Logging assumes the substrate, the system of record where the action lands, already knows who acted. It assumes the audit trail can reconstruct what business condition authorized the change and whether a named organizational decision covered that specific state transition. Most enterprise systems of record make none of those guarantees. A claims workflow in a healthcare system logs every status change. The audit trail does not distinguish a claims processor who reviewed the case from a clinical documentation agent that inferred a disposition from summarized notes. The field value changed. Whether an authorized human reviewed the clinical condition that made the change valid is invisible to the log. You can add Purview on top, add a second log layer, add interpretability tooling, and the substrate problem remains. Logging records what happened. It cannot manufacture authorization the system was never built to express.

When an examiner arrives, the question is not whether your logs are comprehensive. The question is whether your logs can produce accountability. Those are different requests.

Logging captures attribution. Accountability requires attribution, authorization, and business-state justification. A comprehensive log tells the examiner the agent acted. An accountability record tells the examiner who authorized the specific business state transition, what condition made it valid, and whose name is attached to that decision before the action ran. The guidance conflates the two. The Purview portal shows the interaction. It does not show the organizational decision that sanctioned the write.

This is the accountability assumption at its clearest. Every governance structure built for human actors rests on the belief that somewhere, a human decided, even if implicitly. When an agent inherits permissions and acts autonomously, that belief becomes structurally false. The action is real. The human decision behind it may never have existed. No volume of logging establishes a decision that was never made.

The guidance strengthens observability. It does not establish accountability where the underlying system cannot express it.

The guidance assumed the system already knew who was accountable. Most systems of record do not.

The Agent Substrate Readiness Model separates two questions the guidance treats as one. Can the substrate support agent action technically. And has the organization authorized agents to use that substrate in a way that produces accountability, not just activity.

Tier Two of the model gives five tests. Three tests expose the gap in under an hour.

The first: does this system distinguish an agent write from a human write in its own audit trail, without a Purview overlay on top. A ServiceNow incident log that records "updated by service account" cannot answer an examiner's question about whether a human or an autonomous agent closed that incident. The substrate either produces agent-attributed writes or it does not.

The second: does this system express authorization at the level of a business operation, not access to a table. Salesforce object-level access tells the agent it can reach a record. It does not tell the agent, or the organization, that closing this deal requires documented approval first. The substrate question is whether the system can enforce that condition, not just label the role.

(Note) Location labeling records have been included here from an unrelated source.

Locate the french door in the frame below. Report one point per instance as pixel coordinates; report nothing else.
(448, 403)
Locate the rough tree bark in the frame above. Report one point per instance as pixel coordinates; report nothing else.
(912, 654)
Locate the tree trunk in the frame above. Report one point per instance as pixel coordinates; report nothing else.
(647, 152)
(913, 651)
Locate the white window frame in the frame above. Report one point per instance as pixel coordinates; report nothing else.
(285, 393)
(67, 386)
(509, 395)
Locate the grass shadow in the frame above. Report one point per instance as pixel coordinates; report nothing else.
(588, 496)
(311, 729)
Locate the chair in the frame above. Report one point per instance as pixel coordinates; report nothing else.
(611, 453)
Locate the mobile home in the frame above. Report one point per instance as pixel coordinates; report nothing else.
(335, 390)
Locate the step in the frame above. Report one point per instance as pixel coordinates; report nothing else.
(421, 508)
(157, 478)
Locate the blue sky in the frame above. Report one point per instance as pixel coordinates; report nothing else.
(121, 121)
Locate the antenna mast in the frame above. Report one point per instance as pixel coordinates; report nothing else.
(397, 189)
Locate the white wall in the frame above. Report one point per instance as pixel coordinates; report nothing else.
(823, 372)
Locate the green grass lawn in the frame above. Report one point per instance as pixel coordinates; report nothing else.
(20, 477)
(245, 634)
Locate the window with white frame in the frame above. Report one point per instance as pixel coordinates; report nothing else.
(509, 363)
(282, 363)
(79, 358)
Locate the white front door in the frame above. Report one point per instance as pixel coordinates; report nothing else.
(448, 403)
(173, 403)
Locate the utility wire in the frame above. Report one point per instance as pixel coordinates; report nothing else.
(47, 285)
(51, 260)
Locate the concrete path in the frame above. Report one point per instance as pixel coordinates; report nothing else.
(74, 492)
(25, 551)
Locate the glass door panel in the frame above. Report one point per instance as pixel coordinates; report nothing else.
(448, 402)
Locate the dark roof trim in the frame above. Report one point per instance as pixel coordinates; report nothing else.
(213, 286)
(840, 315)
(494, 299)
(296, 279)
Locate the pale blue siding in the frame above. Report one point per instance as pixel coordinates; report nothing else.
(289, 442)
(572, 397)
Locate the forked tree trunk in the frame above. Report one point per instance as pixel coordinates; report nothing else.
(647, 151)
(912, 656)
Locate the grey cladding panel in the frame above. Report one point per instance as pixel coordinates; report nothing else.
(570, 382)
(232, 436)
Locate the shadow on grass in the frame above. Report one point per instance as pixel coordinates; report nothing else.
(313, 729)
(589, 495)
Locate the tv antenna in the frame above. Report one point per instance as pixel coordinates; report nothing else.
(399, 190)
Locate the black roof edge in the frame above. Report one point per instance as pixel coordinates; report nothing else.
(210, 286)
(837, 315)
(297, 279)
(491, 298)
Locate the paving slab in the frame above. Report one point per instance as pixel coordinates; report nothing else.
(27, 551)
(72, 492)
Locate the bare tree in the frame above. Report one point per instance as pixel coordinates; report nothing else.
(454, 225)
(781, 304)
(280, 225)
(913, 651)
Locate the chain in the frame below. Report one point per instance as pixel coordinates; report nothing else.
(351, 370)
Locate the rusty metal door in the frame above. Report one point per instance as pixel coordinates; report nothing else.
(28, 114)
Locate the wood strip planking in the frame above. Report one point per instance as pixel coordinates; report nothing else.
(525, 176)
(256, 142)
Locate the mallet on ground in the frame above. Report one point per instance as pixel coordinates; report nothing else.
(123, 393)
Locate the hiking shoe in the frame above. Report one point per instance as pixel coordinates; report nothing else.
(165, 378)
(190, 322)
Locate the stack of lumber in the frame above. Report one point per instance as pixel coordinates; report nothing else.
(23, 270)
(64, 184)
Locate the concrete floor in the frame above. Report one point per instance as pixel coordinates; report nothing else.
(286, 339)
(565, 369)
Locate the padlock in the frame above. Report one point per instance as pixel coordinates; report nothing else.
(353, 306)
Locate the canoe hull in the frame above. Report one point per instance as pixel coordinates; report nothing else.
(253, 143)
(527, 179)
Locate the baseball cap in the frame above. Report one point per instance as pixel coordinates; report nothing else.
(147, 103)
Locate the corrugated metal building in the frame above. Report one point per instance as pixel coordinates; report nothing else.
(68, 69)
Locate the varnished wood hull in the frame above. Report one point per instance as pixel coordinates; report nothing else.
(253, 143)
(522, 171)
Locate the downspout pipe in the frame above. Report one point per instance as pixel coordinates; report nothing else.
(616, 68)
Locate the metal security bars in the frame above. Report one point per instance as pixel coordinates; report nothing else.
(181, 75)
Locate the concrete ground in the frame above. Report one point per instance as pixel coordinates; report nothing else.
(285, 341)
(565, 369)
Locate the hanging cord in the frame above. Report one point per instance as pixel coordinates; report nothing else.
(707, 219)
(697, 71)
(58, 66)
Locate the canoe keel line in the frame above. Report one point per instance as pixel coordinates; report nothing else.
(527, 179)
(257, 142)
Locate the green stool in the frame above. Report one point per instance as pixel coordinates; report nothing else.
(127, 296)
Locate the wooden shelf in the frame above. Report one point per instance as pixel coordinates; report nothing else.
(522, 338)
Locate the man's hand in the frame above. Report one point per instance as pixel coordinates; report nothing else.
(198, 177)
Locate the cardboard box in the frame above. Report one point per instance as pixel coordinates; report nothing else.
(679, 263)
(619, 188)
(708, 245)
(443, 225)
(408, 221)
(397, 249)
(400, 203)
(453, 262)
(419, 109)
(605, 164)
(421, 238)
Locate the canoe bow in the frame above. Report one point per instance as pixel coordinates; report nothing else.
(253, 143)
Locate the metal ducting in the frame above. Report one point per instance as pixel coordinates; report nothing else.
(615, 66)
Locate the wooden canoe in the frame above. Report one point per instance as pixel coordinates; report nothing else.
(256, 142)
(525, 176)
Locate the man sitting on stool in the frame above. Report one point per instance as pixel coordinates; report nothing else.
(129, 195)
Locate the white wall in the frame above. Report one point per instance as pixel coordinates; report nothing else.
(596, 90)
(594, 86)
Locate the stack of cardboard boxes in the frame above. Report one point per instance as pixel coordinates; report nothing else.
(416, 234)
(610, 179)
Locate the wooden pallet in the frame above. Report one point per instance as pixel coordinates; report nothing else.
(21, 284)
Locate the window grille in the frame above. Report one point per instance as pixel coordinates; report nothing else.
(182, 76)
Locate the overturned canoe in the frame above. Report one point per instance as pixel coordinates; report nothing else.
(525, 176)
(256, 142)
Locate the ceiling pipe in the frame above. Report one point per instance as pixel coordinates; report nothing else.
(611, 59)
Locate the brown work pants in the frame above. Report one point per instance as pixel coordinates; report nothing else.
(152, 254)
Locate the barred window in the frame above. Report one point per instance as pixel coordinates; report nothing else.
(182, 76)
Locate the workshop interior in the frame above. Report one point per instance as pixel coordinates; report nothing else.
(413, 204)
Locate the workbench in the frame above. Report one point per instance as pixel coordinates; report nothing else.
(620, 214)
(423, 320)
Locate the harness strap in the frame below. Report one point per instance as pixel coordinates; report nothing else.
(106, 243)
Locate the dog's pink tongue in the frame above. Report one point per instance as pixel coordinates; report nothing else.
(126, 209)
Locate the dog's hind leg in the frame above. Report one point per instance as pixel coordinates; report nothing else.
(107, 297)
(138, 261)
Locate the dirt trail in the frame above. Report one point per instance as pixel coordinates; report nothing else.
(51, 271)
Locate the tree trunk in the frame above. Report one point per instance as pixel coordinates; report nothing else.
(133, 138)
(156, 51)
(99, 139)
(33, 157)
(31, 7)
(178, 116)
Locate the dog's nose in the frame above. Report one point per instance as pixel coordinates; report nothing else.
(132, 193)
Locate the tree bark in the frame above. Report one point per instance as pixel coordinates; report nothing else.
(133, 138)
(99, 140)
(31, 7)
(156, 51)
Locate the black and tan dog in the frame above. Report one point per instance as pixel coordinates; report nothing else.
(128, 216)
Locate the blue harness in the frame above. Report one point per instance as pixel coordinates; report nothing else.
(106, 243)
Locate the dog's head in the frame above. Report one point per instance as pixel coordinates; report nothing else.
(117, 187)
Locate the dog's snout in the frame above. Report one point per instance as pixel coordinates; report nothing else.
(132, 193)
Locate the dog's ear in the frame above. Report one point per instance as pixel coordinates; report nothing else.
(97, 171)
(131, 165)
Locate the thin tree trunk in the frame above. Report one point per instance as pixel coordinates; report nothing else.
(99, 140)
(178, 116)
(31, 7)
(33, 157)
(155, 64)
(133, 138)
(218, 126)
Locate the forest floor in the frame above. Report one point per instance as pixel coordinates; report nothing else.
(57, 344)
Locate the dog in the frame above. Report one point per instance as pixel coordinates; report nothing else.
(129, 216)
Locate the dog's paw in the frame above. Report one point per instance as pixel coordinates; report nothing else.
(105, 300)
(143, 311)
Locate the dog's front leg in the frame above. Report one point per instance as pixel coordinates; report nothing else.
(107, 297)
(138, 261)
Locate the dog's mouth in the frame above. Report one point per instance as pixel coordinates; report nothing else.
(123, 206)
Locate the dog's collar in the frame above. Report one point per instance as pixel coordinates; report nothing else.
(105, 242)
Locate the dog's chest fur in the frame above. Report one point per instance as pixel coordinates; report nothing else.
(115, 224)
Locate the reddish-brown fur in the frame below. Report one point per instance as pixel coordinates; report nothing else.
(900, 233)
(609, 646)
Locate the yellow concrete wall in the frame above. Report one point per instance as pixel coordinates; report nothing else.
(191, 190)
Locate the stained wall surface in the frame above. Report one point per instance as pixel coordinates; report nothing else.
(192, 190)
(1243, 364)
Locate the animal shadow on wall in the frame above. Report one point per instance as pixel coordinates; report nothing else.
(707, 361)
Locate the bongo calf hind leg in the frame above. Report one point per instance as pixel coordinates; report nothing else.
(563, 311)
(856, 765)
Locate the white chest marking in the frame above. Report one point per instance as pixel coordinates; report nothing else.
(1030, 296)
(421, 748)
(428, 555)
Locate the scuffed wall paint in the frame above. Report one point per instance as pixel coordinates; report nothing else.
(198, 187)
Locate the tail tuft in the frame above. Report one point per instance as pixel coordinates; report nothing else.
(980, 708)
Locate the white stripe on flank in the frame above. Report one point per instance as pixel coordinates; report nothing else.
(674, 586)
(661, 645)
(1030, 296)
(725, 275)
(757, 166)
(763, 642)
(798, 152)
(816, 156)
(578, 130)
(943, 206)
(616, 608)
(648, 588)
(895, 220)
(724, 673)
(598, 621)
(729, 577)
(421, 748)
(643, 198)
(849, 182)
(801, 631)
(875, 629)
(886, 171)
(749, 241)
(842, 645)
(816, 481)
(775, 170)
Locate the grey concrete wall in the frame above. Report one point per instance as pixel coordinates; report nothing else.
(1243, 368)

The third: can this system reconstruct the full business state at the moment of a write. Not what changed. What the record state was, what condition existed at the time, and whether any human approval was part of the workflow. SAP records payment postings. The forensic question after an incorrect posting is whether the system can show the authorization chain that validated it. Most cannot.

If the substrate fails any of the three, the logging layer the guidance recommends becomes evidence of activity, not evidence of accountability. Those are different exhibits in a regulatory examination.

The full Tier Two diagnostic, all five substrate tests and system-by-system profiles for Jira, Salesforce, ServiceNow, SAP, Workday, and the Microsoft stack, is here.

For every agent your organization has running right now, which of the systems it writes to can pass the first test without you configuring anything new. That number is your accountability gap. The examiner will calculate it regardless.